Übersterblichkeit bei null
Die Übersterblichkeit sei vermutlich der ultimative Gradmesser für die Resilienz der Gesundheitssysteme in Corona-Zeiten, berichtete Reinhard Busse. Mit 50000 Toten und damit 26 Prozent mehr zwischen Februar und Mai als in Vergleichszeiträumen habe es Spanien relativ am heftigsten getroffen. Großbritannien verzeichne 62000 Tote (24 Prozent) mehr, Italien 44000 (22 Prozent).
Unter dem Begriff Übersterblichkeit würden die an COVID-19 und die aufgrund mangelnder Versorgung infolge der Pandemie Verstorbenen gezählt, sagte Busse. In Deutschland, Norwegen, Dänemark, Finnland oder der Schweiz liege die Übersterblichkeit bei Null oder nahe dran.
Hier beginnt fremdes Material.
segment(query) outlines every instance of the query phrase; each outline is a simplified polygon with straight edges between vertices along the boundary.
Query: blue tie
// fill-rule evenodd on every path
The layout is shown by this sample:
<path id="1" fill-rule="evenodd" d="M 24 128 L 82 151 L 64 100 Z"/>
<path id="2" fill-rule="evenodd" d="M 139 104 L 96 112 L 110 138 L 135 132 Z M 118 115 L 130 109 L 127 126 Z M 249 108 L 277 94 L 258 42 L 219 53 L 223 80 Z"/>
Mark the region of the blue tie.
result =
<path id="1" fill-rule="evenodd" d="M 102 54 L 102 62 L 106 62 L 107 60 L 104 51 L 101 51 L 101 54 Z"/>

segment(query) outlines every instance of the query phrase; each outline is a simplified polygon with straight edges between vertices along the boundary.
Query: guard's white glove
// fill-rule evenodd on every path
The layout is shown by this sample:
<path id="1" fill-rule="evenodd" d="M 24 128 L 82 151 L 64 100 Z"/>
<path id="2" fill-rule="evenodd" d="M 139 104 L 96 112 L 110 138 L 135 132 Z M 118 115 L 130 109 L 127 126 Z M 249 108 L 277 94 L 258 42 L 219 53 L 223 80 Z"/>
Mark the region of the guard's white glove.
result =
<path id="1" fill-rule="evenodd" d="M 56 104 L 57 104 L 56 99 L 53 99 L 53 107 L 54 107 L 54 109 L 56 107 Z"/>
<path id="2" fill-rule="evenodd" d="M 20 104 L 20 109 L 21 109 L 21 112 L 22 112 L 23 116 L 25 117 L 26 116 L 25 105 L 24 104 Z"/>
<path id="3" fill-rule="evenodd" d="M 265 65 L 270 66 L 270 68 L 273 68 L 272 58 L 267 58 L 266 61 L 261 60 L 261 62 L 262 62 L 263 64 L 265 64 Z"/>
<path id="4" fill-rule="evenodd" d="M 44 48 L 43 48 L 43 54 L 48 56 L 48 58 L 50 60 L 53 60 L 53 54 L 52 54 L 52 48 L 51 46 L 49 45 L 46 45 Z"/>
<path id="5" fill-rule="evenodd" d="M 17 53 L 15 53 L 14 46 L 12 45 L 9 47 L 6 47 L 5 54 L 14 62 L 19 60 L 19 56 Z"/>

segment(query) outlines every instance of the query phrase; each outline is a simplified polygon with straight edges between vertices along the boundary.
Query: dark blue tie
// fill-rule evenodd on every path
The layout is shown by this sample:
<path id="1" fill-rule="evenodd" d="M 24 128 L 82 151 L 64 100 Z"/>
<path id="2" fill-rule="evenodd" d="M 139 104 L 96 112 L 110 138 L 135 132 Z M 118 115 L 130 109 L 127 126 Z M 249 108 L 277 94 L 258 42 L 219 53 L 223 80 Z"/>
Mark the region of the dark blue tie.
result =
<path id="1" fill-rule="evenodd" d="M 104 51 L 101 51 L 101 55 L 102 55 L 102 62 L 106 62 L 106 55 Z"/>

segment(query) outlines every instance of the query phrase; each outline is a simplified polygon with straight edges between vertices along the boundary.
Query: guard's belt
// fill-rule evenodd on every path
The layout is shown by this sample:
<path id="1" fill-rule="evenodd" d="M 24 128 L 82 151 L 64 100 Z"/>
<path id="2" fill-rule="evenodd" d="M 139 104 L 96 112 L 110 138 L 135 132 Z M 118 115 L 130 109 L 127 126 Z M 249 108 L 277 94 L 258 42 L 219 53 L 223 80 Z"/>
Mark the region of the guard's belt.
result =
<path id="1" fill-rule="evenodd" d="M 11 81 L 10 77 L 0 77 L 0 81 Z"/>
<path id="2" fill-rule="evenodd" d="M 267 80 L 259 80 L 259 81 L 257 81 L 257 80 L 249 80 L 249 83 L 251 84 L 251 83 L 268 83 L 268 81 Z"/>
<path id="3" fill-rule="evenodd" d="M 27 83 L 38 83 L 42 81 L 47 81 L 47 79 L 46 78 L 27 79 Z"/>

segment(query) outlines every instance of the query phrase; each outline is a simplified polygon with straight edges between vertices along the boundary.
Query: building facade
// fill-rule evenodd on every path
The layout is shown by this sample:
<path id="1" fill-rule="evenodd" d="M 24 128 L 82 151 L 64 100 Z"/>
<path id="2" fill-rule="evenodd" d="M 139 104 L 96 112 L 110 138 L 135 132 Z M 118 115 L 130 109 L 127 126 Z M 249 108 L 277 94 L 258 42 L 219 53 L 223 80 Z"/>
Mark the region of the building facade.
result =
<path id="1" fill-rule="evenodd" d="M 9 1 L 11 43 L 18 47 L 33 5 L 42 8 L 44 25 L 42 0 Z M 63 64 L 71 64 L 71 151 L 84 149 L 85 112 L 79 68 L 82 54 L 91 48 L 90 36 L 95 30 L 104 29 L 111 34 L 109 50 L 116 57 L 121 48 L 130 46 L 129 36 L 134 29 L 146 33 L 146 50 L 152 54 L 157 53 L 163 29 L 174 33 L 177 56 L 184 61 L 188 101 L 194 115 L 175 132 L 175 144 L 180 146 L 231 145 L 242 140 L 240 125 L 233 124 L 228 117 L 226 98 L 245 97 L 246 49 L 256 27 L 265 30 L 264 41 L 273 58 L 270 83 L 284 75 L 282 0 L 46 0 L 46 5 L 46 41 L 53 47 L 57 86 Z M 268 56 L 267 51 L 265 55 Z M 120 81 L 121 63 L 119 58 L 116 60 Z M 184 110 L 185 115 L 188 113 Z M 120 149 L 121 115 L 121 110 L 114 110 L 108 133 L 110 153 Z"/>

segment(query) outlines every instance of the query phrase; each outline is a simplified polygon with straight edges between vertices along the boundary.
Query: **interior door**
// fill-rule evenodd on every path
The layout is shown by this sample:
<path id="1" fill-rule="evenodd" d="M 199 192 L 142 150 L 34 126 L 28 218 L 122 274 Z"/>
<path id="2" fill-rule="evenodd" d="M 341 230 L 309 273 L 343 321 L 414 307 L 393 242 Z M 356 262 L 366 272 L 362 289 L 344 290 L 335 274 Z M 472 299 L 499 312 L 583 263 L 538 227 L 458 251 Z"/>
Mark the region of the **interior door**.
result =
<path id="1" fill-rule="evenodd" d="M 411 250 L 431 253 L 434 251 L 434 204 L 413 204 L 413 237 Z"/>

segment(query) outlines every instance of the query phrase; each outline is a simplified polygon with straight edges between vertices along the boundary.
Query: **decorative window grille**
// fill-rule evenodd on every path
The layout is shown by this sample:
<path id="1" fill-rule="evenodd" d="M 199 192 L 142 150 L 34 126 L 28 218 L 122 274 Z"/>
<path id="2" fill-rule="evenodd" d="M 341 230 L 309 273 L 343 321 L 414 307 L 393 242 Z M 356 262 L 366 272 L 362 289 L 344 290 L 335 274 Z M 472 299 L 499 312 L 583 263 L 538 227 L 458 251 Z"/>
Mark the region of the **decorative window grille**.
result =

„Ambulante Behandlung am Krankenhaus ist ein Irrweg“, griff KBV-Chef Dr. Andreas Gassen die Argumentation Busses auf. Ein Vorteil Deutschlands sei auch, dass hierzulande „großzügig“ getestet würde. Die Zahl der Tests pro Woche habe sich von 400000 im Februar auf 1,2 Millionen in der vergangenen Woche entwickelt. Die Dunkelziffer dürfte mithin eher niedrig anzusetzen sein.
Dass die Politik Anreize gesetzt habe, elektive Operationen zu verschieben sei zwar im Nachhinein betrachtet nicht notwendig gewesen, habe aber den positiven Effekt gehabt, dass die Menschen den Krankenhäusern ferngeblieben seien, sagte GKV-Verbandschefin Dr. Doris Pfeiffer.
Die Solidarität der Staaten untereinander habe funktioniert, sagte Dr. Hans Kluge, der aus Kopenhagen zugeschaltete WHO-Regionaldirektor für Europa. Die Länder könnten sich gegenseitig dadurch helfen, indem sie die eigenen Systeme kritisch unter die Lupe nähmen. Wichtig sei, damit die Politiker aus den Dilemmata zu befreien, Entscheidungen über Leben und Tod treffen zu müssen.